El barco era una barca, quizás adecuada para el viaje de un comerciante, y ya parecía en parte cargada de bienes para el viaje de vuelta a las Colonias Cercanas. No era para nada adecuada para transportar a un príncipe.
—Es un poco menos que de lujo —dijo Sir Quentin—. Pero creo que Su Majestad pensó que viajar sin llamar la atención rebajaría las posibilidades de peligro a lo largo del camino.
Ruperto dudaba que su madre hubiera pensado en los piratas.

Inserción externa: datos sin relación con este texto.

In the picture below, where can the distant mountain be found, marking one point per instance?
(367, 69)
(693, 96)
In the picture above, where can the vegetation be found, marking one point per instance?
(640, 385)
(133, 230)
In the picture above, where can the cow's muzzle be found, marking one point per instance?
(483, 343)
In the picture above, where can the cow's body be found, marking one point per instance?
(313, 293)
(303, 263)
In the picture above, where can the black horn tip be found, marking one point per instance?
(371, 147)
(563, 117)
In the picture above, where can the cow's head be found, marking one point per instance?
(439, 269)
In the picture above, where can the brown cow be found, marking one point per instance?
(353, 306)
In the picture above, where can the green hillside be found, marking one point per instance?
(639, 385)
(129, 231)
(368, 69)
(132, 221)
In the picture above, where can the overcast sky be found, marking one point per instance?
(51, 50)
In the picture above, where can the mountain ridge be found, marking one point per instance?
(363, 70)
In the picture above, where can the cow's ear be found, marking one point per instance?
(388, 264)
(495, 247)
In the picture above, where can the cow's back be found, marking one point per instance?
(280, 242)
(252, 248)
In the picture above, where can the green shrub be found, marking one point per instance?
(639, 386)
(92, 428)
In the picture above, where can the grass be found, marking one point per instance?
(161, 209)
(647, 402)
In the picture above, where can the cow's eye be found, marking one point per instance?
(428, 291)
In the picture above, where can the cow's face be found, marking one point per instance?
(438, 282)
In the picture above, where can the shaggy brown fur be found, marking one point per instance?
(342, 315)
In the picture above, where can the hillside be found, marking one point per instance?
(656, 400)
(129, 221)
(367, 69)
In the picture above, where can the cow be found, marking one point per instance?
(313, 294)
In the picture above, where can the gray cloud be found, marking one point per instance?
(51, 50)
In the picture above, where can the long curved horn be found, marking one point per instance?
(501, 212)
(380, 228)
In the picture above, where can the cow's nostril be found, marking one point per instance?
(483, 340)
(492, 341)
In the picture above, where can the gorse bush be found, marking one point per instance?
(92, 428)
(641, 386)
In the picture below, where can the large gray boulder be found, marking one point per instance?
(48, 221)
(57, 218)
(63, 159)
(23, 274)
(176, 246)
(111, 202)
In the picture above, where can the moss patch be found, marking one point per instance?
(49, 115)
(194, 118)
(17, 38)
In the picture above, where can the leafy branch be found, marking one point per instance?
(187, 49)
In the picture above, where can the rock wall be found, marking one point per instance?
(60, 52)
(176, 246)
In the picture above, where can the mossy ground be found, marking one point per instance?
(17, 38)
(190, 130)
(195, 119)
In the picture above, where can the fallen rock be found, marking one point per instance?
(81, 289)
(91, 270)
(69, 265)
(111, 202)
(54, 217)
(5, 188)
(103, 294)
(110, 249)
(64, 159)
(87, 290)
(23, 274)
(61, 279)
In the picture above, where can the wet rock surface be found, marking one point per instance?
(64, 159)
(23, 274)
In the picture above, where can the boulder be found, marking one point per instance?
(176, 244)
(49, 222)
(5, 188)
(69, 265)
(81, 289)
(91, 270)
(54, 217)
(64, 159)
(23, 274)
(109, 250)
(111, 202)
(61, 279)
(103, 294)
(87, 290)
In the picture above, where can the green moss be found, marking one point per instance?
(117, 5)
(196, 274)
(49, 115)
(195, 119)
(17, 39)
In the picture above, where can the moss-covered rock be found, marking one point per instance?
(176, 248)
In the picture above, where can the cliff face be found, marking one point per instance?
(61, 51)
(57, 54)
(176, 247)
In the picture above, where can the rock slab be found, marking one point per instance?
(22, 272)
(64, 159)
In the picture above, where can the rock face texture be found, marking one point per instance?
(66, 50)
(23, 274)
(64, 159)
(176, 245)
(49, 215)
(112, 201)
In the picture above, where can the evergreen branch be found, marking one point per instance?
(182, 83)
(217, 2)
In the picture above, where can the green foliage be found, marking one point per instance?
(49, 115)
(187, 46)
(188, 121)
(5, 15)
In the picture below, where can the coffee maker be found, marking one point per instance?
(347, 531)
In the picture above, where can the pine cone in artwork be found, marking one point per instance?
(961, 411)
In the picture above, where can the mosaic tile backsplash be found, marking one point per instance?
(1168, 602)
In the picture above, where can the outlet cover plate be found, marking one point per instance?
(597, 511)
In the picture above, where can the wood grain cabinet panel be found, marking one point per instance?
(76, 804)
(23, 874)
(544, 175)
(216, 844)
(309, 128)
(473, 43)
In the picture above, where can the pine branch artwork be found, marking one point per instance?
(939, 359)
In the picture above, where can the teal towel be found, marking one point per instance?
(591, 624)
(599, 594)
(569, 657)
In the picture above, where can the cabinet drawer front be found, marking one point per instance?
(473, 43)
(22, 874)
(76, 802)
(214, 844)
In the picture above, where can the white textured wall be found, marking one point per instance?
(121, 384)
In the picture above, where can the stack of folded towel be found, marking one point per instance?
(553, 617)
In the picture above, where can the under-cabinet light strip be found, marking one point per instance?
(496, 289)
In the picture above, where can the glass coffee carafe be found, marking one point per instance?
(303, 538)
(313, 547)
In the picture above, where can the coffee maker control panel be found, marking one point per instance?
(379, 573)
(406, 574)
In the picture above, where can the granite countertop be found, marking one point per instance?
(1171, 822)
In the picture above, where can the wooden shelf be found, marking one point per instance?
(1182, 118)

Había pensado en que le haría sentir menos cómodo, y había hecho un buen trabajo al calcularlo.
—Aun así —dijo Sir Quentin, con un suspiro—, por lo menos usted no estará solo en esto.
Ruperto se detuvo al oírlo y miró fijamente al hombre.
—Discúlpeme, Sir Quentin —dijo Ruperto, pellizcándose el puente de la nariz para prevenir un dolor de cabeza—, pero, exactamente, ¿por qué está usted aquí?
Sir Quentin se dirigió a él.
—Lo siento, su alteza, debería haberlo hecho. Mi propia posición se ha vuelto… algo precaria ahora.
—¿Lo que significa que teme la ira de mi madre si yo no estoy por aquí? —dijo Ruperto.